Salbutamol

Wirkstoff
Salbutamol
Handelsname
Sultanol®
ATC-Code
R03AC02, weiterer ATC-Code R03CC02
Zulassung, Pharmakodynamik und -kinetik
Dosierungen
Nierenfunktionsstörungen
Ähnliche Wirkstoffe
Unerwünschte Arzneimittelwirkungen
Kontraindikationen
Warnhinweise und Vorsichtsmaßnahmen
Wechselwirkungen
Referenzen
Änderungsverzeichnis

Zulassung der Dosierungsempfehlungen

  • Akuter Asthmaanfall
    • Oral
      • < 2 Jahre: Off-label
      • ≥ 2 Jahre: On-label
    • Intravenös
      • < 12 Jahre: Off-label
      • ≥ 12 Jahre: On-label
    • Inhalativ
      • Lösung für einen Vernebler
        • < 18 Monate: Off-label
        • ≥ 18 Monate: On-label
      • Dosieraerosol
        • < 4 Jahre: Off-label
        • ≥ 4 Jahre: On-label
  • Bronchienerweiterung bei intermittierendem Asthma oder obstruktiver Bronchitis
    • Inhalativ
      • Dosieraerosol
        • < 4 Jahre: Off-label
        • ≥ 4 Jahre: On-label
          • > 800 microg./Tag: Off-label
      • Inhalationspulver
        • < 4 Jahre: Off label
        • ≥ 4 Jahre: On label
          • > 800 microg./Tag: Off-label

Auszug aus Fachinformation

Textauszug aus Fachinformation

Die aktuellen Fachinformationen können unter https://aspregister.basg.gv.at/ abgerufen werden.

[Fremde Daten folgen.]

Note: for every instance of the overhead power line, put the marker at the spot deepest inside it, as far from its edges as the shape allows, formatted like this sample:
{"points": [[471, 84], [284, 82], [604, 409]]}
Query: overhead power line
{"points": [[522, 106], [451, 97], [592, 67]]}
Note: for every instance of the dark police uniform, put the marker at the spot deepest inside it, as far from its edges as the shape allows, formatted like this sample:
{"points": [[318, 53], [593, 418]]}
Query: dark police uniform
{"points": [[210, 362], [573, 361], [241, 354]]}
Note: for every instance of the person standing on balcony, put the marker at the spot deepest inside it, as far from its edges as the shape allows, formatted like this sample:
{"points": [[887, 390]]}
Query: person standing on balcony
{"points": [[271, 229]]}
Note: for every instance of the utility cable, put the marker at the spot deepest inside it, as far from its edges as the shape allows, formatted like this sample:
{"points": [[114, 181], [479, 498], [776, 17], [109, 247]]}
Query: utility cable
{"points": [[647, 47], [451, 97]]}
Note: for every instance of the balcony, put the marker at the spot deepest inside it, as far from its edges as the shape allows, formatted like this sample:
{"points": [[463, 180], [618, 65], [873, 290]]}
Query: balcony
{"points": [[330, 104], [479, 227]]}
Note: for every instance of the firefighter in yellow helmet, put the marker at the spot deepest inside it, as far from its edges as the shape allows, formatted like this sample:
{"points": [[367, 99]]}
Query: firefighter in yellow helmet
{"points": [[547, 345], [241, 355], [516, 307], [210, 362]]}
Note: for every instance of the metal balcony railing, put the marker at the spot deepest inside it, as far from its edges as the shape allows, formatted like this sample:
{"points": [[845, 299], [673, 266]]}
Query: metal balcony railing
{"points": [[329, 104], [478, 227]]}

Verfügbare Darreichungsformen und Stärken

Darreichungsformen

Dosieraerosol 100 microg. pro Sprühstoß
Pulver zur Trockeninhalation 100 microg., 200 microg. pro Dosis
Inhalationslösung (zum Vernebeln) 5 mg/ml
Injektionslösung 0,5 mg/ml
Lösung zum Einnehmen 2 mg/ 5ml

Allgemein

Salbutamol liegt in den im Handel befindlichen Präparaten als Salbutamolsulfat vor. Der deklarierte Wirkstoffgehalt bezieht sich auf Salbutamol.

Detaillierte Hinweise zur Anwendung der unterschiedlichen Präparate zur Inhalation sind der jeweiligen Fachinformation zu entnehmen.
Videos zur korrekten Anwendung finden sich auf der Webseite der Deutschen Atemwegsliga.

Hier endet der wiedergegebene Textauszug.